Objective 2: Provide support for Complex Event Processing technology for business users in Big Data architectures: The goal is to bring stream processing much closer to the business world by extending simple stream processing of numeric or textual data to the much more powerful realm of Complex Event Processing (CEP). One of the open challenges for Big Data is to transform the approach from its original application areas – large scale web data processing – to other areas of business and industry. Only if this can be achieved it will live up to its economic promises. Providing a seamless model that applies CEP as part of Big Data application in a way easily consumable by a business will position CEP a great step towards bridging this gap.
Objective 3: Provide support for integrating machine learning tasks in the architecture. For implementing automated observe-decide-act cycles, it is not enough to analyse incoming information piece-by-piece, doing simple data transformations, aggregations and statistics. Instead it is necessary to learn sophisticated models based on machine learning techniques, which are then the basis for decisions and actions. Current Big Data architectures are mostly data flow driven and lack some of the required functionality for supporting efficient learning. The goal is to use the added control flow capabilities (objective 1) to support such learning algorithms.
Objective 4: Provide support for flexible and adaptive analytics workflows. Current data flows are difficult to set up and to maintain. One goal (taking advantage of objectives 2 and 3) is to support workflows that are more adaptable to changing data distributions and changes in either the environment or in the requirements by supporting adaptive event-driven workflows using machine learning techniques. A second direction is to provide tools that simplify the set-up of such processes.

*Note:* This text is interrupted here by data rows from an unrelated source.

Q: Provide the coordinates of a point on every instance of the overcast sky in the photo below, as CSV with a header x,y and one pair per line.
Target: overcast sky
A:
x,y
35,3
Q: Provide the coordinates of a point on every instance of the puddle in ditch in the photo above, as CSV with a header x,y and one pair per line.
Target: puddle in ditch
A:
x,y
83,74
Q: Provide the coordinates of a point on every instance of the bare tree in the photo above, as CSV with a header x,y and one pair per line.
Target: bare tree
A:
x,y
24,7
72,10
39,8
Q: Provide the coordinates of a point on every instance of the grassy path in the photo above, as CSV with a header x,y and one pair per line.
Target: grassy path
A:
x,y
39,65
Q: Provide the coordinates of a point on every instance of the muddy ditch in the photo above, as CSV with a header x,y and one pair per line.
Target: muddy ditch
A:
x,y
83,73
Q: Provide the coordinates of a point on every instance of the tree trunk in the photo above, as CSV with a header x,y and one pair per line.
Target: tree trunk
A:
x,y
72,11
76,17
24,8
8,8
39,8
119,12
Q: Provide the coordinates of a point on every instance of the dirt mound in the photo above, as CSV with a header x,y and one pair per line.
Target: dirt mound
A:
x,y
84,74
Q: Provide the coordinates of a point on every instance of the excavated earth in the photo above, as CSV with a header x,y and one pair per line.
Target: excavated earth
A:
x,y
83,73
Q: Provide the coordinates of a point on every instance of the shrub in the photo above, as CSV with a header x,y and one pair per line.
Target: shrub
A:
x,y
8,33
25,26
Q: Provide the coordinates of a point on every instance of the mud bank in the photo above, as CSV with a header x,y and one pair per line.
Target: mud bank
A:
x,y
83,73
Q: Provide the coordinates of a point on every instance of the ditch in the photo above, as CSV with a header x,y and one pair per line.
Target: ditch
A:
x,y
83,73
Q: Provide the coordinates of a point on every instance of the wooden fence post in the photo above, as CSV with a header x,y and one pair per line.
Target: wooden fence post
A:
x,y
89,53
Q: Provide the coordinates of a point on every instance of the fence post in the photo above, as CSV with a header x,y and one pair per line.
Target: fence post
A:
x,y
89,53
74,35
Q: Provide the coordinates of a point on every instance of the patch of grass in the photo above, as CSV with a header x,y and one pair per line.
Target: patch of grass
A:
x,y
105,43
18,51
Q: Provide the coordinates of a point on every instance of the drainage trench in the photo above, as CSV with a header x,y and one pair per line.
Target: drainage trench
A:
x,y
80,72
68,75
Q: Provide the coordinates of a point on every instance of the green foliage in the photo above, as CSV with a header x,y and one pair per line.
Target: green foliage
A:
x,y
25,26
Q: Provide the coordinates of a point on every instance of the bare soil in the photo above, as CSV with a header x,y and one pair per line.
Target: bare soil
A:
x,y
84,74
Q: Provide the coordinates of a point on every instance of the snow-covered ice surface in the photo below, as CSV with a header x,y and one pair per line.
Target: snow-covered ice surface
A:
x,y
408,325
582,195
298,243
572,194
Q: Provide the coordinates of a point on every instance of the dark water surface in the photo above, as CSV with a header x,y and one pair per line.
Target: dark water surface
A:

Objective 5: Exemplify the potential of the new architecture in the telecommunication and the cloud domain. To show the potential of the approach, FERARI has selected two scenarios in challenging, high-impact areas of industry, where communication bottlenecks currently are severe limiting factors. These scenarios are (1) the analysis of mobile phone fraud in telecommunication networks and (2) real-time health monitoring in clouds and large data centers as a scenario where already today high volume of data is severely limiting the optimization and monitoring of IT systems.